At what Rancho level, and in what way might group treatment be appropriate for a TBI patient?
a. Rancho IV, to practice pragmatics and role-playing with other TBI clients
b. Rancho V, to independently plan an outing
c. Rancho VI, to complete deductive reasoning worksheets with 90% accuracy
d. Rancho VII, to practice pragmatics and role-playing with other TBI clients
D
👉 Why?
Group treatment requires:
sustained attention
impulse control
social awareness
ability to stay on topic
moderate independence
Rancho VII = automatic–appropriate
These patients can:
go through routines
participate socially
role-play
practice pragmatics
tolerate groups
Rancho IV → too agitated
Rancho V → too confused
Rancho VI → still poor carryover
Rancho VII → ready for social/pragmatic training
Which of the following is the most appropriate statement for when to begin orientation training?

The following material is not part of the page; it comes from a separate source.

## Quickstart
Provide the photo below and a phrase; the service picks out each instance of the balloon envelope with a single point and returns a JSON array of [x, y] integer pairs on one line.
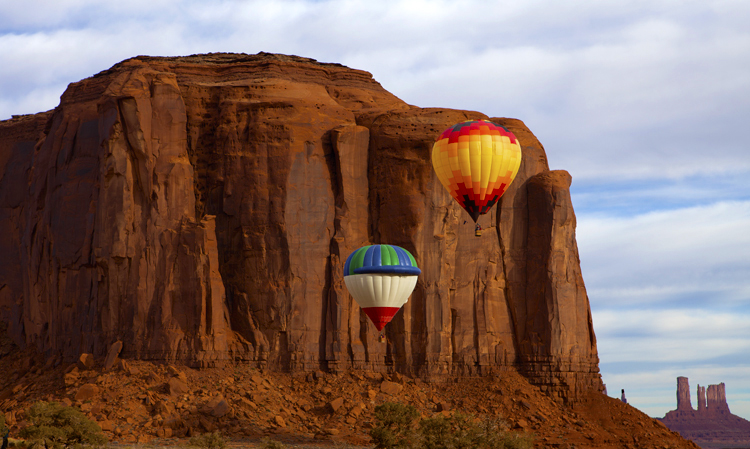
[[475, 161], [381, 278]]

a. When the patient's agitation begins to diminish
b. At Rancho III
c. Whenever you feel it is appropriate, use your best clinical judgment
d. None of these choices are correct
A
👉 Why?
Orientation training is only useful once the patient:
is calm enough
can attend
can engage
can process info
Rancho III = not alert enough.
“Whenever you feel like it” → no.
Start when agitation drops → typically Rancho V–VI.
Which of the following is an example of negative reinforcement?
a. Giving choices or rewards
b. Saying "if you do this, I'll leave you alone"
c. Punishing the behavior
d. Ignoring the behavior
B
👉 Why?
Negative reinforcement = removing something unpleasant to increase a behavior.
Here:
removing the therapist’s presence = the “negative”
patient doing the desired behavior → makes that negative go away
Not punishment.
Not ignoring.
Not rewards.
Adding a distractor during a treatment activity targets which type of attention?
a. Sustained
b. Selective
c. Alternating
d. Divided
B
👉 Why?
Selective attention = focusing on the relevant task while ignoring distractions.
Examples:
adding background noise
adding people talking
adding objects on the table
Sustained = keeping attention for long time
Alternating = switching tasks
Divided = multitasking
Distractors = selective.
Which of the following is the best description of emerging awareness?
a. some awareness of the deficit in theory but not in practice
b. some awareness of the deficit in practice but only at the moment when it happens
c. some awareness of the need to account for deficits before beginning the task
d. None of these choices are correct
B
👉 Why?
3 levels of awareness:
Intellectual awareness – “I know I have a problem.”
Emerging awareness – they notice the problem while it’s happening.
Anticipatory awareness – they predict the problem before it happens.
Emerging = “OMG I keep forgetting this,” but they can’t plan ahead.
What is the most likely reason families can become frustrated during the TBI rehabilitation process?
a. Because they have not become accommodated to the injury
b. Because they lack understanding of TBI
c. Because the patient’s recovery fails to meet expectations
d. Because they don't understand why the patient is in rehab
C
👉 Why?
TBI recovery is:
slow
unpredictable
non-linear
emotionally draining
Families often think:
“He should be back to normal by now.”
When progress slows, they feel fear, grief, frustration.
Not because:
they’re uneducated
they don’t understand rehab
they’re not accommodating
It’s the mismatch between expectations and reality that hurts.